Bourges : les arbres de Séraucourt toujours debout !

Par Michel Benoît, France Bleu Berry lundi 10 octobre 2016 à 16:32

Un opposant à l'abattage (on devine sa silhouette) a passé plusieurs heures dans un arbre de la place Séraucourt de Bourges
Un opposant à l'abattage (on devine sa silhouette) a passé plusieurs heures dans un arbre de la place Séraucourt de Bourges © Radio France - Michel Benoit

La mairie de Bourges n'a pas encore envoyé les bucherons pour abattre les 82 arbres des pentes de Séraucourt, comme elle l'avait pourtant annoncé il y a quelques jours. C'est là que doit être construite la nouvelle maison de la culture.

Une vingtaine de membres du collectif "Luttes Séraucourt" se relaient en permanence pour s'opposer à cet abattage. Eux, sont partisans d'une réhabilitation de l'ancienne maison de la culture, historique.
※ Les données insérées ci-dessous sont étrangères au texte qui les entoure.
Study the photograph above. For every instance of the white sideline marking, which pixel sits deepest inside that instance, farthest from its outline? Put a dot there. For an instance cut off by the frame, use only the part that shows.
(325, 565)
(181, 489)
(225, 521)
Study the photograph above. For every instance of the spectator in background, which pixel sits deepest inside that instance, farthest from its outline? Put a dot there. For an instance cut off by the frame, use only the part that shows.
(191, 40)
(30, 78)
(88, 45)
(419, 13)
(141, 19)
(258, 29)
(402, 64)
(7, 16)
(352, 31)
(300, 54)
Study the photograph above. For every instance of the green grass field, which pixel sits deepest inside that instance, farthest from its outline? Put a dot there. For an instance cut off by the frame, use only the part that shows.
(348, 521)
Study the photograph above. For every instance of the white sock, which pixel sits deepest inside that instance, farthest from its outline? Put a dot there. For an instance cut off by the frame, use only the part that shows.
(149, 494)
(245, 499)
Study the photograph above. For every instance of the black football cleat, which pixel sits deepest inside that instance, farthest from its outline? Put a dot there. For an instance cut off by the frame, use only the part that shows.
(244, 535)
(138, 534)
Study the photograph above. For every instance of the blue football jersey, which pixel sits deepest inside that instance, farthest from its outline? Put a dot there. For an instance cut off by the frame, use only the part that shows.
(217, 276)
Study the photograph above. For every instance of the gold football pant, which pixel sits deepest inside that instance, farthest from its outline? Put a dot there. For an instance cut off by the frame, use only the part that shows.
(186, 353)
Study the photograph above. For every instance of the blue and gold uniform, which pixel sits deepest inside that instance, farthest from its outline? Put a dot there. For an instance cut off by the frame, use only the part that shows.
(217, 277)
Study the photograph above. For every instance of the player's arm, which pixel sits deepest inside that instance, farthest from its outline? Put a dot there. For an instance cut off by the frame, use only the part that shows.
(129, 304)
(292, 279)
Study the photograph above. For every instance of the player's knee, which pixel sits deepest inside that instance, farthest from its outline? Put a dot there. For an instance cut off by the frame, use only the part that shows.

Une journée calme mais l'ombre des tronçonneuses plane toujours.

Les opposants se relaient durant la journée pour empêcher l'abbatage des arbres de la place Séraucourt de Bourges  - Radio France
Les opposants se relaient durant la journée pour empêcher l'abbatage des arbres de la place Séraucourt de Bourges © Radio France - Michel Benoit

L'abattage devrait avoir lieu dans le courant de la semaine, mais la mairie n'a disposé aucun grillage autour du site pour en limiter l'accès. Cela arrange bien le collectif qui a décidé d'occuper le terrain. Un membre a même passé une partie de la journée dans l'un des arbres. Toutes les deux heures environ, une patrouille de police vient voir ce qu'il en est. Ce sont les seuls uniformes visibles.

L'un des manifestants a passé plusieurs heures dans l'un des arbres. - Radio France
L'un des manifestants a passé plusieurs heures dans l'un des arbres. © Radio France - Michel Benoit

Des opposants qui ont organisé l'intendance pour rester. Mais le soir chacun rentre chez soi. Le collectif ne croit pas que les autorités prendront le risque de faire abattre des arbres de nuit. Une veille est tout de même organisée pour rappliquer s'il se passait quelque chose.

Les opposants ont marqué les arbres condamnés à la peinture blanche - Radio France
Les opposants ont marqué les arbres condamnés à la peinture blanche © Radio France - Michel Benoit

Il y a deux ans, les opposants avaient sauvé les arbres en formant des chaines humaines. La mairie n'avait pas insisté. Mais aujourd'hui, ce n'est plus la même chanson. Le chantier n'a que trop tardé. Le mot d'ordre n'est cependant pas à la confrontation expliquent les responsables du collectif : nous sommes pacifiques. Si certains veulent faire rempart de leur corps, cela relèvera de l'initiative individuelle.